Представление Бодлера о блаженстве, конечно, расплывчато; и даже в одном из своих самых замечательных стихотворений "Приглашение к путешествию" едва ли он выходит за рамки поэзии уходов и странствий. А поскольку его мировосприятие здесь так ограничено, он оказывается перед пропастью, возникшей между любовью человеческой и любовью божественной. Природа любви человеческой для него ясна и несомненна, природа любви божественной — смутна и неопределенна: отсюда его настойчивое мнение о порочности любви, отсюда — постоянные злобные нападки на женщину. Тут не нужно выискивать психопатологических причин, что было бы в лучшем случае неуместно; его отношение к женщинам соответствует его убеждениям, сложившимся в течение жизни. Будь он женщиной, несомненно, он точно так же отнесся бы к мужчинам.

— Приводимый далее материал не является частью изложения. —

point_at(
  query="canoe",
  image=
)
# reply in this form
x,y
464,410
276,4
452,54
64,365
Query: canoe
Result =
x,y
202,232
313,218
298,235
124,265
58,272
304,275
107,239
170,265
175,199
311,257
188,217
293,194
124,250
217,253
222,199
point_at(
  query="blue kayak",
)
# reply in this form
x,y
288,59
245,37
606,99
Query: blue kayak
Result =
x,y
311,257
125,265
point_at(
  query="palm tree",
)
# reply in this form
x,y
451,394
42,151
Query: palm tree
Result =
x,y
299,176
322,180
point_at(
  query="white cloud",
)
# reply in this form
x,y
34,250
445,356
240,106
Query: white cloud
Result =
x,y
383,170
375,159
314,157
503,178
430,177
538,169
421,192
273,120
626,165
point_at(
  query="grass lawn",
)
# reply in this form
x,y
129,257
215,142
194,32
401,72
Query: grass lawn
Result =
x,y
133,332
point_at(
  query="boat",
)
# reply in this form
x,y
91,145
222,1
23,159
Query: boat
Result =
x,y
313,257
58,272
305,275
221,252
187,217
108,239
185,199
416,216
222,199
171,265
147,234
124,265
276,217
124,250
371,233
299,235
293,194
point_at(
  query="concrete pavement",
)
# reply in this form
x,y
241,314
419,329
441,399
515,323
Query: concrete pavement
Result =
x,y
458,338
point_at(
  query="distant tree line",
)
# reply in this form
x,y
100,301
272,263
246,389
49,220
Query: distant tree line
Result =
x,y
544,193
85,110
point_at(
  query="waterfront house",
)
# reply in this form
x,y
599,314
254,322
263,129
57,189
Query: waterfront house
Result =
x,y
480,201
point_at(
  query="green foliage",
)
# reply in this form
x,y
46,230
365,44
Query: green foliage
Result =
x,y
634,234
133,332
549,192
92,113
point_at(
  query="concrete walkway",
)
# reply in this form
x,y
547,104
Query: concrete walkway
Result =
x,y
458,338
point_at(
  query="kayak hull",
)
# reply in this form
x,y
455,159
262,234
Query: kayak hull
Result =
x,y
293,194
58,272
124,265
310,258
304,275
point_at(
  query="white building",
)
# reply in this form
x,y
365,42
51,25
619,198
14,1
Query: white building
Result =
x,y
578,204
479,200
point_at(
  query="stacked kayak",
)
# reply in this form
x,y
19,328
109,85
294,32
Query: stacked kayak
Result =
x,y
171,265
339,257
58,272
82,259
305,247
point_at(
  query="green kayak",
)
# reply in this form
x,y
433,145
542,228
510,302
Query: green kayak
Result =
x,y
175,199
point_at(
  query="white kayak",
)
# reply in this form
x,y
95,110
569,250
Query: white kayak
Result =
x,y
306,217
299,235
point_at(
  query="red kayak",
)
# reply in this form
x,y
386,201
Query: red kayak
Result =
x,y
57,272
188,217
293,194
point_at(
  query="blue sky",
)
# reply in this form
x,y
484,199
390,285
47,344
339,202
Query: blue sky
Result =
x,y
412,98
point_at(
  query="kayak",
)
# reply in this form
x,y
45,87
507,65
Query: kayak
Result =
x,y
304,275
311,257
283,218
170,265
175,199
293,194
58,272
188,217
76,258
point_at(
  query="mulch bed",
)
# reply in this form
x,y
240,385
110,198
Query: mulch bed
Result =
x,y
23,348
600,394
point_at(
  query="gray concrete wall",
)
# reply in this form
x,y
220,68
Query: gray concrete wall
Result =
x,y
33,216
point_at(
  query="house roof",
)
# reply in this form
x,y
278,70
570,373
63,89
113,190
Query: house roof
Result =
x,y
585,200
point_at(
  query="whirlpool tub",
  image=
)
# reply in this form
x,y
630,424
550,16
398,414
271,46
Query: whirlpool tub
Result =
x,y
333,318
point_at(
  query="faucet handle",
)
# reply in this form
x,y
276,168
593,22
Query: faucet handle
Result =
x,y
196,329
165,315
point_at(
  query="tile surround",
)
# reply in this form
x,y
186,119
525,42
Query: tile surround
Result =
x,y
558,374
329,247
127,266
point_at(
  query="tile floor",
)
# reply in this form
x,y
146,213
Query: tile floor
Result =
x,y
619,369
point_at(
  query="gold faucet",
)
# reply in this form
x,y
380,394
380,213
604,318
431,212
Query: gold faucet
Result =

В конце концов он понял, что женщина должна быть в некотором роде символом; но не сумел достичь гармонии между личным опытом и идеалом. "Новая жизнь" и "Божественная Комедия" Данте дополняют и корректируют "Дневники" в плане взаимоотношений мужчины и женщины. Однако (не могу утверждать это вполне уверенно) мироощущение Бодлера, как таковое, объективно понятно; это значит, что его можно объяснить особенностями характера частично, но никак не полностью. Этому мироощущению присущи величие и героизм; Бодлер дал своеобразное евангелие своему времени и нашему. "Подлинная цивилизация, — писал он, — это не газ, не пар, не столоверчение. Главное в ней — уменьшение следов первородного греха"[412]. Не совсем ясно, какое именно уменьшение имеется здесь в виду, но направленность его мысли ясна, и его мнение все еще разделяют лишь немногие. Более чем полвека спустя, Т.Э. Хьюм высказал суждение, которое Бодлер одобрил бы: "В свете абсолютных ценностей человек по природе своей обречен быть ограниченным и несовершенным. Над ним тяготеет

Первородный Грех. Порой человек способен совершать поступки, приближающие его к совершенству, но стать совершенным он не сможет никогда. Это определяет условия повседневной жизни и деятельности человека в обществе. Человек порочен по природе своей, он может создать что-то ценное только благодаря дисциплине — этической и политической. Таким образом, порядок, правила, дисциплина — явления не только отрицательные, но и созидательные, дающие свободу. Устои необходимы"[413].